Today I’ve been thinking about how the DRY Principal (Do not Repeat Yourself) applies to an SOA or heavily layered architecture. A colleague of mine pointed out that our architecture violates this principal quite a lot, we didn’t really get the chance to dig into it, but I’ve been thinking about it quite a lot since.
The scenario that we’re dealing with is a shared database (shared with legacy apps). A shared back-end WCF service (split into many services, each with a service, business and data access layer). And several client application. With an architecture like this I think it’s very easy to fall into duplication, but it’s also worth differentiating between logic and definition.
As far as logic goes I think we’re pretty good at DRY; any real business logic goes in the WCF services and the clients are (in theory) pretty thin. When it comes to definitions I think we’re repeating ourselves a lot, but I’m not sure if this is necessarily a bad thing, because as soon as two areas of code share the same definition of something they’re both bound to that definition and therefore to each other (at least in a small way).
So let’s take an example of a definition of an aircraft that’s ‘repeated’ in several places, and in each place see if we can justify ‘repeating’ the definition:
- Database – The aircraft exists in the database, let’s take this as our initial declaration
- Data access – In the WCF service the aircraft exists in a dataset xsd – this acts as the mapping definition between the database and the business entities and is pretty much autogenerated anyway.
- Business entity – In the WCF service the aircraft is represented as a POCO business entity, this is seperate from the data access so that the business logic is decoupled from the pesistence technology. It’s also a much richer representation of the data that can be manipulated in code.

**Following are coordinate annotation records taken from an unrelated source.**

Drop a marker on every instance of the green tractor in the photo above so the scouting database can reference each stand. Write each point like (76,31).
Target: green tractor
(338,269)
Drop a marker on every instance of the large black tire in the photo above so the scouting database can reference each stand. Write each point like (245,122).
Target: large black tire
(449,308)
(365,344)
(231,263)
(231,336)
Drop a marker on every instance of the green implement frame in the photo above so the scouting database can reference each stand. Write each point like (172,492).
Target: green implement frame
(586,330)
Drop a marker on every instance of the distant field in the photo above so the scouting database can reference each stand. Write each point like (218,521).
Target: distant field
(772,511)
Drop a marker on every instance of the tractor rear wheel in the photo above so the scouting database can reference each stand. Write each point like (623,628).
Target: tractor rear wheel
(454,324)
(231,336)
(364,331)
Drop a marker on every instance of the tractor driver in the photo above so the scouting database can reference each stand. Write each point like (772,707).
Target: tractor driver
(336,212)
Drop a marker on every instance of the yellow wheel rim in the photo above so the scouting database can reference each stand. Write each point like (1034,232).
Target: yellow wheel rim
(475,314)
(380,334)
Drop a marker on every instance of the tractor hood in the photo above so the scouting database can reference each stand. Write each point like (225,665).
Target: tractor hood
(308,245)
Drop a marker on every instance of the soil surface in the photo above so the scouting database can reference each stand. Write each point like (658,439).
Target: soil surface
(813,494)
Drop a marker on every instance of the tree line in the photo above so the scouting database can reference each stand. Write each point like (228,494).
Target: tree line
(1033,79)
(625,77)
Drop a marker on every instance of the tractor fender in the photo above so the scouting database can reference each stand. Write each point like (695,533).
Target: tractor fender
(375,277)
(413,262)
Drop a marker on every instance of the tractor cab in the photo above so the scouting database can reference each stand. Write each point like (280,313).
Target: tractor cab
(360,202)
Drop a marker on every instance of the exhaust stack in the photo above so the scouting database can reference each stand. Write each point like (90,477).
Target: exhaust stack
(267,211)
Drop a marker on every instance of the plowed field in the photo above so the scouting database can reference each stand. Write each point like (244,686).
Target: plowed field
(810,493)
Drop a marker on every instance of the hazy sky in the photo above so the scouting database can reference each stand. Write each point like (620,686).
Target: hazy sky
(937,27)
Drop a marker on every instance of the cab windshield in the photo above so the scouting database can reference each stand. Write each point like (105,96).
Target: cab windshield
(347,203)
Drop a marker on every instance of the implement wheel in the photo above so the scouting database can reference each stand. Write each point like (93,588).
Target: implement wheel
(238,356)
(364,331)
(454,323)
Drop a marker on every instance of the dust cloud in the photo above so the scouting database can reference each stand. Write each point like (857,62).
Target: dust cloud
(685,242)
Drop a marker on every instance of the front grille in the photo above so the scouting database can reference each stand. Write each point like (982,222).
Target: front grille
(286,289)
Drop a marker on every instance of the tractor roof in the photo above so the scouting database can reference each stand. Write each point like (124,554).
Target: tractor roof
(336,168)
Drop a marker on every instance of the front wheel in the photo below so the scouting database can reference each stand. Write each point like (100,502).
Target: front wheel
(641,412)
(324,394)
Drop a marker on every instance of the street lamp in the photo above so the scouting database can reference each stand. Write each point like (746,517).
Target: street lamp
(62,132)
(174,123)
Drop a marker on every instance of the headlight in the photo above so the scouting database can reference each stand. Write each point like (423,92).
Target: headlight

- Translator – Although not strictly it’s own definition a translator class translates between the business entity and the DTO, and ends up having to ‘know’ about the definition of an aircraft
- DTO – At the service layer the aircraft is represented as one or more data contracts. This is the contract that the WCF service exposes, therefore it’s a good idea to seperate it from the business entity so that the internals of the service can change without necessarily modifying the contract. Also a DTO is just for transferring the data, whereas the business entity can be a much richer representation.
- Client business entity – Some of the clients convert the DTO into a locally defined business entity, this is because some of the clients have quite rich behaviour themselves and decoupling from the DTOs (that are shared with the service and other clients) is advantageous.
- Client side translator – again a translator is needed to convert between the client side business entity and the DTO.
- View – Sometimes the UI needs a slightly different representation of an aircraft to display slightly different things, this occasionally leads to one last definition of aircraft.
Looking at the list it does initially look like we’ve repeated the definition a few too many times, and I’d probably concede that there are a few too many definitions; however none of the definitions are a straight forward repeat, each definition is there to provide decoupling, and is usually slightly different from the other definitions, even in cases where the definition is the same this is just ‘coincidence’ – as requirements change the different layers can diverge in what they think an aicraft looks like.
There are some places where I can see potential for reducing duplication, I think the two translators could be replaced with an automapper. The dataset could be replaced with a proper ORM, and possibly one that used convention over configuration.
So in summary I think that the DRY Principal is ‘good’ but that it needs to actually be thought about, and there are times when you want to ‘repeat’ yourself for another reason such as achieving decoupling.